As we already saw in the above, random.randint(), and random.randrange() functions are used to return from a given range of integers, random.choice() function is used to select random element from a list, string or tuple which is from non-empty sequence.

```				```
syntax:

random.choice(sequence)
#a sequence = string or list or a tuple

```
```
• This random.choice() function returns a single element from the list
• Can’t choose from an empty list or string
• Passing an empty list to this function gives IndexError
```				```
import random
names = ["John", "Michael", "Samuel","Peter", "George", "Stephanos"]
print("The random name selected from the name list is: ", random.choice(names))
```
```

Each name in the list has equal probability to be selected randomly, i.e.: 16.7%

Suppose we want to select multiple elements from a list, so, random.choice() is not an option, to do that we can use either random.choices(), or random.sample().
Both:

• Select multiple elements that we want
• Elements can be repeated if we use random.choices() , while
• Elements returned using random.sample() will not be repeated or no duplication.

Let’s see them one by one:

### random.choices():

This function selects multiple elements depending on the sampling size you give.
Here, each element will have different probability of selection.

```				```
syntax:
random.choices(sequence, k)
#k is optional here

```
```

In this case, it is possible to specify “k” to select multiple elements from the list, otherwise it will return only one element.

```				```
import random
names = ["John", "Michael","Samuel", "Peter", "George", "Stephanos"]
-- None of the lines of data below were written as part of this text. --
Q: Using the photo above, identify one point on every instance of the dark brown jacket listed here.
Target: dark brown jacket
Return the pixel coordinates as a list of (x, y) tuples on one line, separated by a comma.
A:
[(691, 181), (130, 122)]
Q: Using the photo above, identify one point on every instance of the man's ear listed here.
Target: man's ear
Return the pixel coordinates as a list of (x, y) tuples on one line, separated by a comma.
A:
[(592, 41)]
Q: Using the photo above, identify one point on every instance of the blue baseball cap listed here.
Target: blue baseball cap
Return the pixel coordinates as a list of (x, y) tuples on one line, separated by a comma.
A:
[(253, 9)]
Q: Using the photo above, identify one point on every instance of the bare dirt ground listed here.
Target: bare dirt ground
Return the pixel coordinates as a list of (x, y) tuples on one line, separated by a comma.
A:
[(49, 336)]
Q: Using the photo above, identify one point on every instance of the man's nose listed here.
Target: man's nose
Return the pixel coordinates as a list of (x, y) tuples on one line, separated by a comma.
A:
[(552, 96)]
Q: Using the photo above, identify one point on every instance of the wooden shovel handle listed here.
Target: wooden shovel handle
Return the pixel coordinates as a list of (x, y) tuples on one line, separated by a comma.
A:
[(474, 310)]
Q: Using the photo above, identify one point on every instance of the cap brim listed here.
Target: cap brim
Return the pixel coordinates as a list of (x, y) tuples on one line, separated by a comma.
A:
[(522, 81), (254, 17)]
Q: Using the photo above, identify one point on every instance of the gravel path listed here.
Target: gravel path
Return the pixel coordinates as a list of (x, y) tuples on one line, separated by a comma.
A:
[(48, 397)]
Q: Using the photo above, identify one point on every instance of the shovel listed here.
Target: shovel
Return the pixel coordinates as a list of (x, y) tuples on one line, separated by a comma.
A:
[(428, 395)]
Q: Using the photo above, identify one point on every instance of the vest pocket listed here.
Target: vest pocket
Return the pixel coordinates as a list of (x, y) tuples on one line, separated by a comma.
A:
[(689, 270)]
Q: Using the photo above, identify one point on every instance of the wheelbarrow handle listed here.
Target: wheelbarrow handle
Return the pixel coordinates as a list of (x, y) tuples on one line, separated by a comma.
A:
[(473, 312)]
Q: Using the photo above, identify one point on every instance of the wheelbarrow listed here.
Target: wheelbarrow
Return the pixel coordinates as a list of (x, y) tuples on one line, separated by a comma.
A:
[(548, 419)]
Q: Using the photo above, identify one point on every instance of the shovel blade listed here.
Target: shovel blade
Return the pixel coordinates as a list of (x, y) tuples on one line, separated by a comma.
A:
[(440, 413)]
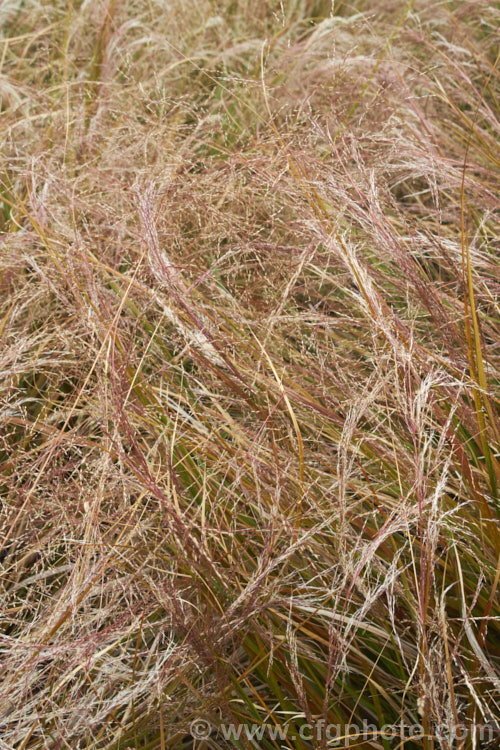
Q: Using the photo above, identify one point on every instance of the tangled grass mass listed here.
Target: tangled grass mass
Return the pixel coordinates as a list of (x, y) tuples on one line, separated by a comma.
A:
[(249, 372)]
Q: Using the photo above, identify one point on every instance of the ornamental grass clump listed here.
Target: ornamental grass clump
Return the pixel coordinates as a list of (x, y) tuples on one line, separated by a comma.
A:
[(250, 370)]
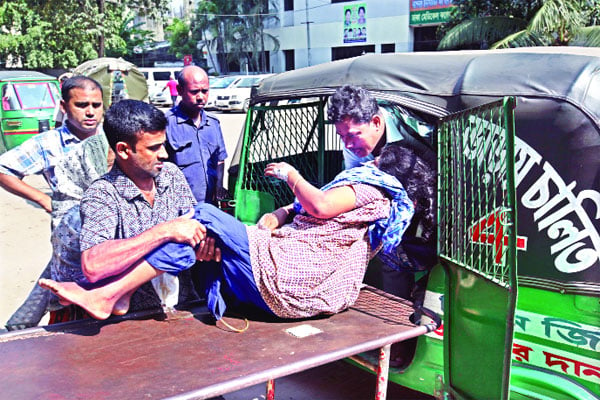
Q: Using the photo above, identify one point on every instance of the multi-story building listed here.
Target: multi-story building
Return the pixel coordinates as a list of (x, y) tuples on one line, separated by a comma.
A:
[(311, 32)]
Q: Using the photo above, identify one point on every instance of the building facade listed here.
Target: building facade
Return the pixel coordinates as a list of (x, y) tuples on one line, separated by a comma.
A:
[(312, 32)]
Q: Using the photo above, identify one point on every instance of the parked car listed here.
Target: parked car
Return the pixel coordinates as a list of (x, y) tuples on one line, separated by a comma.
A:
[(216, 88), (516, 134), (237, 96), (30, 101), (157, 78)]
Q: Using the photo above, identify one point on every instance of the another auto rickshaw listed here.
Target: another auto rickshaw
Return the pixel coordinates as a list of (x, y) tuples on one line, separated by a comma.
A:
[(517, 137), (30, 101)]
print("the randomly selected names from the name list are: *, random.choices(names, k:3))

```
```

### random.sample():

Same as random.choices() function, random.sample() function also selects multiple elements from a given list, but without repeating any element.

```				```
syntax:
random.sample(sequence, k)
#k is a must here

```
```

Random.sample requires two arguments, as we see in the above syntax:
“k” is the sampling size, the number of elements we want to select. If you don’t specify “k” it will raise a type Error: missing 1 required positional argument.

Example:

```				```
import random
names = ["John","Michael”,"Samuel”,"Peter","“George”, “Stephanos”]
print("The randomly selected names from the name list are: ", random.sample(names))

#Try to run the code yourself. You'll get an error!

```
```

To correct the error in the example above, you must include “k”. K stands for the amount of samples.
Here is the correct way:

```				```
import randon
names = ["John", "Michael", "Samuel", "Peter", "George", "Stephanos"]
print("The randomly selected names from the name list are: ", random.sample(names, k=4))

```
```

At last, let me show you the real example I used to select names of employees randomly and assign a task for each one randomly without repeating anyone.

Importing the random module:

```				```
import random
```
```

Employee names list:

```				```
participants = ["Thein Soe", "Colin", "Sabreen","Habtom", "Ohmar", "Elias", "Hamada", "Teklia", "Nazzal", "Maisa", "Senere", "Jebid", "George", "Kristle"]

choices = ["Vacuum", "Take Trash Out Monday", "Take Trash Out Tuesday", "Take Trash Out Thursday", "Water Plants", "Take Paper and Glass Recycling Out", "Wipe Down Tables Monday", "Wipe Down Tables Tuesday", "Wipe Down Tables Thursday", "Put Tables and Chairs Back Monday", "Put Tables and Chairs Back Tuesday", "Put Tables and Chairs Back Thursday", "No task for you this week", "No task for you this week"]

```
```

The result of the code i.e. randomly selected names with a task assigned to them:

```				```
while choices:
select = random.choice(participants)
print(“selected person is :", select)
participants.remove(select)

assign = random.choice(choices)
choices.remove(assign)
print("--------------------")

#output
#selected person is : Elias
#selected task is : Put Tables And Chairs Back On Thursday
#--------------------
#selected person is : Habtom
#selected task is : Water Plants
#--------------------
#You catch my drift.
```
```

Therefore, this random module specially random.choice has an amazing function in the real working ground. We can even use it for example in football, champions league knockout round and such similar tasks.